If you want to initialize variables/constants at run-time instead, use INIT instead:
say my $text;
INIT {
$text = "abc";
}
INIT code runs before any other run-time code, so the initialization still happens before the say gets executed.
Use a positronic (ym) variable
Given a literal interpretation of your question a "positronic" or ym variable would be yet another solution. (This feature is not built-in. I'm including it mostly because I encountered it after answering this question and think it belongs here, at the very least for entertainment value.)
Initialization and calculation of such a variable starts in the last statement using it and occurs backwards relative to the textual order of the code.
This is one of the several crazy sounding but actually working and useful concepts that Damian "mad scientist" Conway discusses in his 2011 presentation Temporally Quaquaversal Virtual Nanomachine Programming In Multiple Topologically Connected Quantum-Relativistic Parallel Spacetimes... Made Easy!.
Here's a link to the bit where he focuses on these variables.
(The whole presentation is a delight, especially if you're interested in physics; programming techniques; watching highly creative wunderkinds; and/or enjoy outstanding presentation skills and humor.)
Create a PS pragma?
In terms of coolness, the following pales in comparison to Damian's positronic variable feature that I just covered, but it's an idea I had while pondering this question.
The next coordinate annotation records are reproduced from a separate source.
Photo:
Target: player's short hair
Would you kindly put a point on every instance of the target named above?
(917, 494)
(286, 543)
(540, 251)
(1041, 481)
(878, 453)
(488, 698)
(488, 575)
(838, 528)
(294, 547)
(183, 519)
Someone could presumably implement something like the following pragma:
use PS;
say $text;
BEGIN $text = 'abc';
This PS would lexically apply no strict and in addition require that, to avoid a compile-time error:
An auto-declared variable/constant must match up with a post declaration in a BEGIN or INIT phaser;
The declaration must include initialization if the first use (textually) of a variable/constant is not a binding or assignment.